São Maximiliano Maria Kolbe, Mártire da II Guerra Mundial.


São Maximiliano Kolbe: a coragem que nasceu do amor

Quando iniciei a minha caminhada, ainda na década de 1990, uma história me foi contada e, por meio dela, comecei a conhecer um pouco da vida deste homem que hoje celebramos. Naquele período, talvez eu ainda não compreendesse toda a dimensão do testemunho de São Maximiliano Maria Kolbe, mas aquela história ficou guardada na memória. Com o passar dos anos, fui conhecendo melhor sua vida, sua espiritualidade, seu amor pela Imaculada, seu trabalho missionário e, principalmente, sua coragem diante de uma das maiores tragédias da história da humanidade. Por isso, ao recordar sua vida, não quero apenas apresentar uma biografia, mas registrar também a importância que esse testemunho teve na minha própria caminhada de fé. São Maximiliano não foi santo simplesmente porque morreu em um campo de concentração. Sua história é muito maior: foi a história de um homem que procurou fazer da fé uma experiência concreta de amor, serviço, evangelização e entrega.
Maximiliano Maria Kolbe nasceu em 8 de janeiro de 1894, em Zduńska Wola, na Polônia, filho de Júlio Kolbe e Maria Dąbrowska. Ainda criança, segundo a tradição ligada à sua vida, teria tido uma experiência diante de uma imagem da Virgem Maria que marcou profundamente sua vocação. Conta-se que Maria lhe teria apresentado duas coroas, uma branca, representando a pureza, e outra vermelha, representando o martírio, perguntando-lhe qual escolheria. Diante daquela difícil escolha, o menino teria respondido que queria as duas. Independentemente da maneira como esse episódio foi transmitido pela tradição devocional, a imagem das duas coroas acabou se tornando uma síntese muito significativa de sua vida: a coroa branca associada à consagração e à pureza de sua vida religiosa e a coroa vermelha associada ao martírio que encontraria muitos anos depois em Auschwitz.
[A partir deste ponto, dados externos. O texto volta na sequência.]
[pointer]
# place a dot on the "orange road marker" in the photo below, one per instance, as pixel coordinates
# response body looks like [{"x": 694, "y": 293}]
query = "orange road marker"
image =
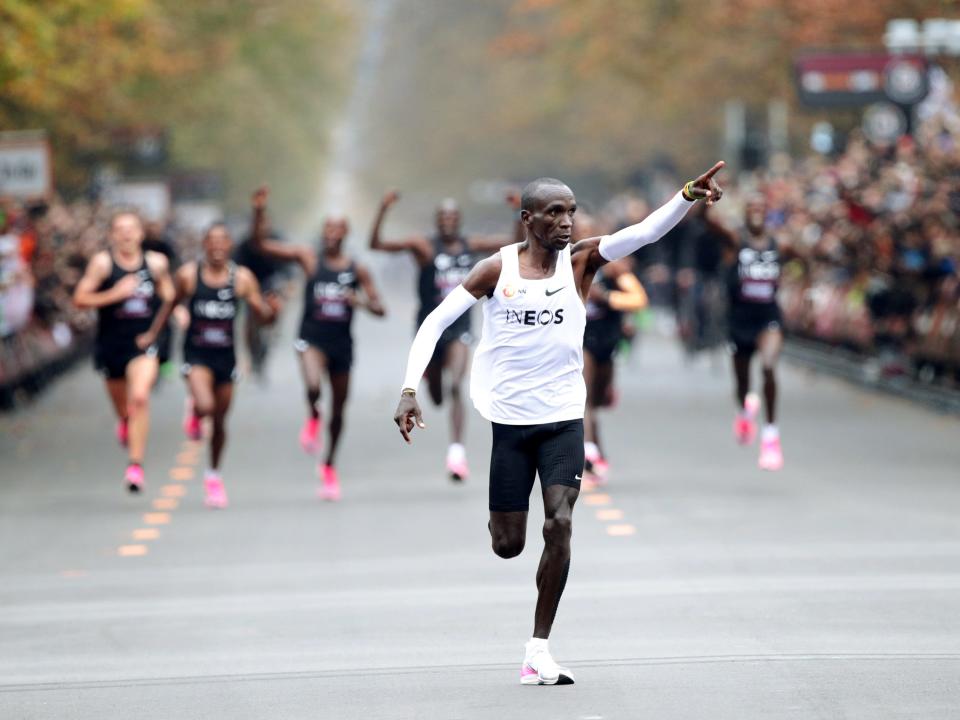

Aos 13 anos, entrou no seminário dos Frades Menores Conventuais e recebeu o nome religioso de Maximiliano Maria. Ainda jovem, foi enviado a Roma, onde estudou filosofia e teologia, aprofundando sua formação intelectual e religiosa. Em 1917, juntamente com outros frades, participou da fundação da Milícia da Imaculada, movimento de apostolado mariano que expressava sua profunda devoção à Virgem Maria e seu desejo de levar o Evangelho a um número cada vez maior de pessoas. Foi ordenado sacerdote em 1918 e, de volta à Polônia, dedicou-se ao ensino, à formação dos religiosos e ao apostolado. Mas havia em Maximiliano uma característica que merece ser lembrada: ele compreendeu que a evangelização não poderia permanecer limitada aos espaços tradicionais. Era necessário utilizar também os meios de comunicação disponíveis em seu tempo para alcançar as pessoas e anunciar a mensagem cristã.

Foi nesse contexto que a imprensa adquiriu grande importância em seu apostolado. Em 1922 começou a publicação do “Cavaleiro da Imaculada”, que posteriormente alcançaria uma circulação extraordinária, chegando a aproximadamente um milhão de exemplares. Foram criadas também outras publicações destinadas a diferentes públicos, inclusive crianças. Em Niepokalanów, fundada por Kolbe em 1927, desenvolveu-se uma grande obra religiosa e editorial. Maximiliano compreendia a comunicação como instrumento de evangelização e procurava utilizar aquilo que a sociedade moderna colocava à sua disposição. Também se interessou pelo rádio, percebendo que a mensagem cristã poderia chegar a pessoas que talvez jamais entrassem em uma igreja. Por isso, quando pensamos nele como patrono da imprensa, não devemos imaginar apenas um religioso que publicava revistas; estamos diante de alguém que percebeu a força dos meios de comunicação e procurou colocá-los a serviço de sua missão.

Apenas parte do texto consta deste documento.